À Taïwan, Foxconn a annoncé des résultats supérieurs aux prévisions, grâce à la hausse continue des revenus liés à l’IA, et la direction s’est montrée optimiste quant à la croissance de l’activité et à la dynamique de l’IA. TSMC a enregistré sa plus faible croissance mensuelle depuis plus d’un an, avec une hausse de 16,9 % de ses ventes en octobre.
En Corée, les exportations des dix premiers jours de novembre ont augmenté de 6,4 % en glissement annuel, tandis que les importations ont progressé de 8,2 %. Les autorités chinoises ont décidé de suspendre pendant un an les sanctions à l’encontre des filiales américaines de la société sud-coréenne Hanwha Ocean Co Ltd.
En Inde, l’IPC global a encore ralenti pour s’établir à 0,3 % en glissement annuel, son plus bas niveau historique, contre 1,4 % en septembre, en partie en raison de l’effet de base et de l’impact de la rationalisation de la TPS (taxe sur les produits et services). Le groupe DHL a annoncé qu’il investirait environ 1 milliard d’euros en Inde d’ici 2030, alors que le pays continue de jouer un rôle croissant dans les chaînes d’approvisionnement internationales. Maruti Suzuki, Hyundai et Tata Motors augmentent considérablement leur production de 20 à 40 % afin de répondre à la demande en forte hausse après les réductions de la TPS. Eicher Motorsa annoncé un chiffre d’affaires supérieur aux prévisions grâce à une demande soutenue, et la direction s’attend à ce que cette demande reste forte. Tata Steel a annoncé un trimestre marqué par une baisse des réalisations, compensée par une baisse des coûts.

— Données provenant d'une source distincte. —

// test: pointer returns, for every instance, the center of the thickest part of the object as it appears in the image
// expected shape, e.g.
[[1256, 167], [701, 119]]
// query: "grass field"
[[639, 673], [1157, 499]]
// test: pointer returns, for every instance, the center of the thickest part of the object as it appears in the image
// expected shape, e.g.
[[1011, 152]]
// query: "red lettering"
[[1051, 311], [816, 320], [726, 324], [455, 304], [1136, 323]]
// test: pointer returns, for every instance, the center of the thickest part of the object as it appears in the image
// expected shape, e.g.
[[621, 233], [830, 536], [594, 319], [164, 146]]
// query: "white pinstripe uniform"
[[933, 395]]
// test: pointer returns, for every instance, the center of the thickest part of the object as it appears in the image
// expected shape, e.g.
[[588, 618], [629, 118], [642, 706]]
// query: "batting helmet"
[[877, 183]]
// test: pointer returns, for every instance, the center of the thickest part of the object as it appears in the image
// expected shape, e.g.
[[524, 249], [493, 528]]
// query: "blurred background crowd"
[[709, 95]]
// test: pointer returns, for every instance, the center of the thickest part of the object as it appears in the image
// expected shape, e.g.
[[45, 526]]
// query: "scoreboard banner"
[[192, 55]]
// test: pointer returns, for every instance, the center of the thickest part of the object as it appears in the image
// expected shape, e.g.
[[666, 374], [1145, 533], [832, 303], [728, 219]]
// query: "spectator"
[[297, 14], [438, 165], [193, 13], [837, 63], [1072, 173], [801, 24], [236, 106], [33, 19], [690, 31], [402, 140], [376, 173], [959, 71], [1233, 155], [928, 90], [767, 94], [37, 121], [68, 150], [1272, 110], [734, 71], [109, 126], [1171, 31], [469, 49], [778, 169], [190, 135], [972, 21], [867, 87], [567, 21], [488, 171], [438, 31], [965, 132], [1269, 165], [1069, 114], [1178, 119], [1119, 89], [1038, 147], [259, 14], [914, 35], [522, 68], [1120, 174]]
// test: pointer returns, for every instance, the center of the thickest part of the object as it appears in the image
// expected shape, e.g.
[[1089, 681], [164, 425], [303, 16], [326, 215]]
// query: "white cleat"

Les résultats d’Amber ont été nettement inférieurs aux estimations en raison de la faiblesse des biens durables et de l’électronique.
Au Brésil, l’IPC du mois d’octobre a augmenté de 4,68 % en glissement annuel, soit légèrement en dessous des prévisions. Les ventes au détail du mois de septembre ont augmenté de 0,8 % en glissement annuel, soit en dessous des prévisions de 2,0 %. Nubank a dépassé les attentes élevées grâce à la baisse du coût du crédit, tandis que Banco do Brasil a continué de décevoir en raison de facteurs idiosyncrasiques.
Au Mexique, l’inflation du mois d’octobre a augmenté de 3,57 % en glissement annuel, conformément aux prévisions. La production industrielle pour septembre a reculé de 2,4 % en glissement annuel, conformément aux estimations. Estée Lauder a annoncé un investissement minoritaire dans la marque de parfums mexicaine XINÚ. Le gouvernement a augmenté les droits de douane jusqu’à 210 % sur les importations de sucre afin de protéger l’industrie nationale.
Au Pérou, Credicorp a publié des résultats solides, avec une rentabilité en hausse.
Au Chili, toute l’attention se porte sur le premier tour de l’élection présidentielle de dimanche.
Dettes d’entreprises
La semaine a débuté sur un vent positif, avec la fin du shutdown, entrainant un fort resserrement des indices crédit. Mais comme un arbre peut cacher la forêt, le marché s’est très vite tourné vers le flux de publications économiques, préalablement bloqué par le shutdown, avec le sentiment qu’il pourrait aller à l’encontre d’une baisse de taux supplémentaire de la Fed en décembre. L’indice Crossover reste en resserrement de 5pb sur la semaine, après avoir touché les 15pb de resserrement en milieu de semaine et les taux, € comme $, se sont écartés de 3-4pb. Le cash Investment Grade est stable sur la semaine (à jeudi soir) quand les actifs plus risqués ont bénéficié des resserrements de spread du début de semaine, terminant à +0,15% pour les CoCo € et +0,12% pour le High Yield Corporate. Pour ce qui est de l’actualité, la banque néerlandaise ABN Amro a annoncé l’acquisition de NIBC pour 960 millions €, une opération de M&A 100% domestique. La banque italienne BPER a émis 750 millions € d’AT1 à 5.875% suite à l’acquisition de Sondrio.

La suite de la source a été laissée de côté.